A ring network is a network topology in which each node connects to exactly two other nodes, forming a single continuous pathway for signals through each node - a ring. Data travels from node to node, with each node along the way handling every packet.
Basic hardware Components for Networking
Network interface cards
A network card, network adapter, or NIC (network interface card) is a piece of computer hardware designed to allow computers to communicate over a computer network. It provides physical access to a networking medium and often provides a low-level addressing system through the use of MAC addresses.
Repeaters
A repeater is an electronic device that receives a signal, cleans it of unnecessary noise, regenerates it, and retransmits it at a higher power level, or to the other side of an obstruction, so that the signal can cover longer distances without degradation. In most twisted pair Ethernet configurations, repeaters are required for cable that runs longer than 100 meters. Repeaters work on the Physical Layer of the OSI model.
Hubs
A network hub contains multiple ports. When a packet arrives at one port, it is copied unmodified to all ports of the hub for transmission. The destination address in the frame is not changed to a broadcast address. It works on the Physical Layer of the OSI model.
Switches
A network switch is distinct from a hub in that it only forwards the frames to the ports involved in the communication rather than all ports connected. A switch breaks the collision domain but represents itself as a broadcast domain. Switches make forwarding decisions of frames on the basis of MAC (Media Access Control) addresses. A switch normally has numerous ports, facilitating a star topology for devices, and cascading additional switches
Routers
A router is an internetworking device that forwards packets between networks by processing information found in the datagram or packet.

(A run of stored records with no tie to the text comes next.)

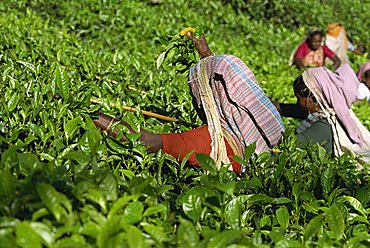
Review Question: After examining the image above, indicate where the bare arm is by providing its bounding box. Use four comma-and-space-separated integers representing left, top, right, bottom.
93, 114, 162, 152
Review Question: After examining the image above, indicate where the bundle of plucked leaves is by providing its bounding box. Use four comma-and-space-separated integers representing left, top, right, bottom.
157, 27, 201, 74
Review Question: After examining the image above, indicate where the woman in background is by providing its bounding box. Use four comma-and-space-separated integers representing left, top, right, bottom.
275, 64, 370, 163
293, 30, 341, 70
325, 23, 362, 64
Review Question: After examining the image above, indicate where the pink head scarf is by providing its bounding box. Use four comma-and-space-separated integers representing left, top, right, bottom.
357, 62, 370, 81
305, 64, 364, 145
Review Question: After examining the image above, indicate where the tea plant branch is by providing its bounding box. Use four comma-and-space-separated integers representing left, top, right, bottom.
90, 98, 197, 127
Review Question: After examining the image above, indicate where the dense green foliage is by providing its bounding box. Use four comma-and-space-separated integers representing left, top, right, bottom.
0, 0, 370, 247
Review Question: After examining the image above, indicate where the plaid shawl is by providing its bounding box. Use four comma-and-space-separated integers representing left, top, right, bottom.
189, 55, 284, 153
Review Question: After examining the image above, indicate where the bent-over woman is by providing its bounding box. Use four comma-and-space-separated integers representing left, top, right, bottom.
94, 33, 284, 172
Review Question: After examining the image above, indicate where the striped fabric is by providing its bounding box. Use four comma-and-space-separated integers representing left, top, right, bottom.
189, 55, 284, 153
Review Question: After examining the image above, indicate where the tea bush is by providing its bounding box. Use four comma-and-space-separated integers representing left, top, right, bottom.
0, 0, 370, 247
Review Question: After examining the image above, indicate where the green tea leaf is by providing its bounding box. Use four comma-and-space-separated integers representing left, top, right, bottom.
325, 204, 345, 240
15, 222, 42, 248
276, 206, 290, 230
36, 183, 72, 222
195, 153, 217, 175
127, 225, 145, 248
122, 201, 144, 224
144, 224, 168, 244
176, 218, 199, 248
303, 214, 324, 241
64, 116, 81, 139
337, 195, 367, 216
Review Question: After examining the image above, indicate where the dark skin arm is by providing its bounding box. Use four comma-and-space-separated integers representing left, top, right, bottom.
93, 114, 162, 152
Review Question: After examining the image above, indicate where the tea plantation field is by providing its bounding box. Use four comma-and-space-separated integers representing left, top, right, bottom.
0, 0, 370, 248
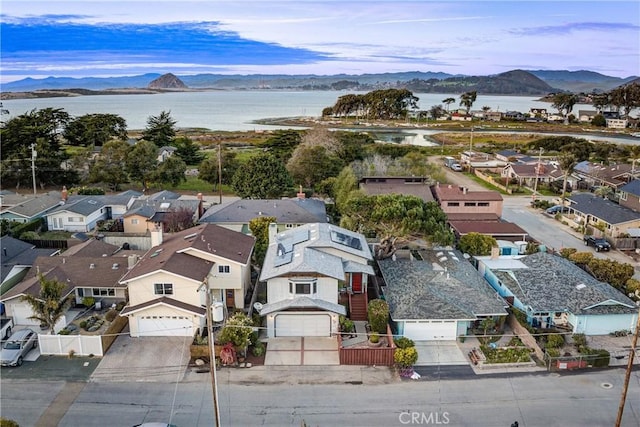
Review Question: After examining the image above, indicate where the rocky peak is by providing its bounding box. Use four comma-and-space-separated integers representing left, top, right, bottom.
147, 73, 187, 89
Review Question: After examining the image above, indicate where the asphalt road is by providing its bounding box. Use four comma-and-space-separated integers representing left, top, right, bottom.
1, 369, 640, 427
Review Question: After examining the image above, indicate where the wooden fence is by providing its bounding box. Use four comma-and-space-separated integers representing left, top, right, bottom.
338, 325, 396, 366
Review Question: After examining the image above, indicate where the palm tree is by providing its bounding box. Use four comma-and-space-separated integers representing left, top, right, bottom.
558, 152, 578, 206
21, 274, 72, 335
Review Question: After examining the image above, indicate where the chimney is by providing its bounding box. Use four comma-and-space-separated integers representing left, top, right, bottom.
151, 224, 163, 248
269, 222, 278, 244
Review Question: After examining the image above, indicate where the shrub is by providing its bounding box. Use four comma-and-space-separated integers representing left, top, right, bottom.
104, 308, 118, 322
393, 337, 416, 348
393, 347, 418, 368
367, 299, 389, 334
545, 334, 564, 348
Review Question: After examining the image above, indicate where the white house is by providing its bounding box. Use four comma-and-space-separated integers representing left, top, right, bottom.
120, 224, 255, 337
259, 223, 373, 338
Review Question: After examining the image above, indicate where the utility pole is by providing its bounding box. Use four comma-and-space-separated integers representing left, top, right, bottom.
218, 142, 222, 204
616, 310, 640, 427
200, 276, 221, 427
30, 144, 38, 196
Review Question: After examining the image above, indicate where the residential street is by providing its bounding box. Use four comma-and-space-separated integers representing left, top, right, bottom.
2, 368, 640, 427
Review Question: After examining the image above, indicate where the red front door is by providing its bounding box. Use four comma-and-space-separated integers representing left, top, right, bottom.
351, 273, 362, 294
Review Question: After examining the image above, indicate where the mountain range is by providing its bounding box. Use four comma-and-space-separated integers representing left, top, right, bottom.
1, 70, 638, 96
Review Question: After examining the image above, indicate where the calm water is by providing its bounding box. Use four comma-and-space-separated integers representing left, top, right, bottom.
2, 91, 576, 131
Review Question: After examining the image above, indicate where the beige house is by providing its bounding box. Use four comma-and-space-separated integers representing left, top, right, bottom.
120, 224, 255, 337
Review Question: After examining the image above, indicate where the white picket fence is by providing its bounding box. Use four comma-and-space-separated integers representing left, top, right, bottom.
38, 334, 104, 356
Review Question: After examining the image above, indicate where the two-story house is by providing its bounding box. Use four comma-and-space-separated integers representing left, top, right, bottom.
258, 223, 374, 338
120, 224, 255, 337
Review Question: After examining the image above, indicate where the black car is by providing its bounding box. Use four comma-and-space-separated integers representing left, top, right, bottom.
584, 236, 611, 252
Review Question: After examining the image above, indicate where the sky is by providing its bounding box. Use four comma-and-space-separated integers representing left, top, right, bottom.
0, 0, 640, 83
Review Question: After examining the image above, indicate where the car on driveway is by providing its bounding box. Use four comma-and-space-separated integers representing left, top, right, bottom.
584, 236, 611, 252
0, 329, 38, 366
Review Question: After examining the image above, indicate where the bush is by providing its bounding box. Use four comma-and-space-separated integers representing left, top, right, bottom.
367, 299, 389, 334
393, 337, 416, 348
104, 308, 118, 322
545, 334, 564, 348
393, 347, 418, 368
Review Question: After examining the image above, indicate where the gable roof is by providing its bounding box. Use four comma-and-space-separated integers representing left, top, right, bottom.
121, 224, 255, 283
620, 179, 640, 196
1, 256, 127, 301
493, 252, 638, 314
378, 250, 507, 320
260, 223, 373, 281
569, 193, 640, 224
199, 198, 327, 224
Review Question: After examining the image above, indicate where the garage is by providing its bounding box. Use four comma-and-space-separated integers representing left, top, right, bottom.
138, 316, 195, 337
403, 320, 457, 341
275, 314, 331, 337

In many situations, this information is processed in conjunction with the routing table (also known as forwarding table).
Programming Languages
The language we are using to give instruction to computer in a machine recognizable way is called programming language.
There are two major types of programming languages. These are Low Level Languages and High Level Languages. Low Level languages are further divided in to Machine language and Assembly language.
Low Level Languages
The term low level means closeness to the way in which the machine has been built. Low level languages are machine oriented and require extensive knowledge of computer hardware and its configuration.
Advantage of Low Level Languages
The only advantage is that program of machine language run very fast because no translation program is required for the CPU.
High level Language
Higher level languages are simple languages that use English and mathematical symbols like +, -, %, / etc. for its program construction.
Advantages of High Level Languages
Higher level languages have a major advantage over machine and assembly languages that higher level languages are easy to learn and use. It is because that they are similar to the languages used by us in our day to day life.
Compiler
It is a program translator that translates the instruction of a higher level language to machine language. It is called compiler because it compiles machine language instructions for every program instructions of higher level language. Thus compiler is a program translator like assembler but more sophisticated. It scans the entire program first and then translates it into machine code.
Higher Level Language --> (Compile) ---> Program --> Machine Language Program
Interpreter
An interpreter is another type of program translator used for translating higher level language into machine language. It takes one statement of higher level languages, translate it into machine language and immediately execute it. Translation and execution are carried out for each statement. It differs from compiler, which translate the entire source program into machine code and does involve in its execution.